La reurbanización de la calle del 26 de Enero de 1641, en el distrito de Sants-Montjuïc, ha sacado a la luz tres accesos a refugios antiaéreos de la Guerra Civil. Este miércoles, la Unidad de Subsuelo de los Mossos d’Esquadra y el Servicio de Arqueología de Barcelona han podido acceder por primera vez a uno de estos espacios, de unos 200 metros de longitud y construido, según las primeras estimaciones, en el año 1938. En el interior, los equipos han localizado letrinas con acceso a agua corriente, cántaros, restos de instalaciones eléctricas y diversas estructuras como paredes de ladrillo y huecos en el muro que podrían haber funcionado como armarios. También se han encontrado algunos platos y fragmentos de aislantes térmicos de porcelana.
La directora de la intervención arqueológica, Ariadna Muñoz, ha destacado la dimensión del espacio: “Es un refugio bastante grande”. Según ha explicado, se trata de una construcción hecha “con conciencia”, pero que parece inacabada: “Diría que era una obra de urgencia, se hizo con tiempo, pero no está del todo acabada”.
El refugio presenta una primera zona en buen estado de conservación, pero a medida que la galería avanza y está excavada directamente en la arcilla, la estructura se deteriora.
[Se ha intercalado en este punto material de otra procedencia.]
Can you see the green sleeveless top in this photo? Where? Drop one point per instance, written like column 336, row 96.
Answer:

De hecho, por motivos de seguridad, los arqueólogos no han podido continuar la exploración más allá de un punto determinado, aunque los Mossos han accedido ligeramente sin detectar nuevos hallazgos relevantes. Por ahora, no se ha identificado ningún espacio que se pueda asociar a una enfermería, aunque sí se han documentado elementos que indican un uso cotidiano del refugio. Todavía queda por determinar si los otros dos accesos localizados corresponden al mismo refugio o a estructuras diferentes. Las inspecciones se reanudarán las próximas semanas, cuando las condiciones de seguridad lo permitan.
El sargento de la Unidad de Subsuelo de los Mossos, Toni Molina, ha advertido que algunos de los accesos se encuentran en una situación “precaria”: “Hay desprendimiento de bloques laterales que pueden poner en peligro la estructura”. Los hallazgos se han producido de manera progresiva durante las obras iniciadas este mes de marzo, entre los barrios de Hostafrancs y la Bordeta. El primer acceso se detectó el 3 de marzo, el segundo el mismo día y el tercero el día 11, a medida que avanzaban las excavaciones.
Desde el primer momento, el Servicio de Arqueología ha activado el protocolo habitual, con tareas de vaciado de escombros y aperturas puntuales para comprobar el estado y la continuidad de los espacios interiores.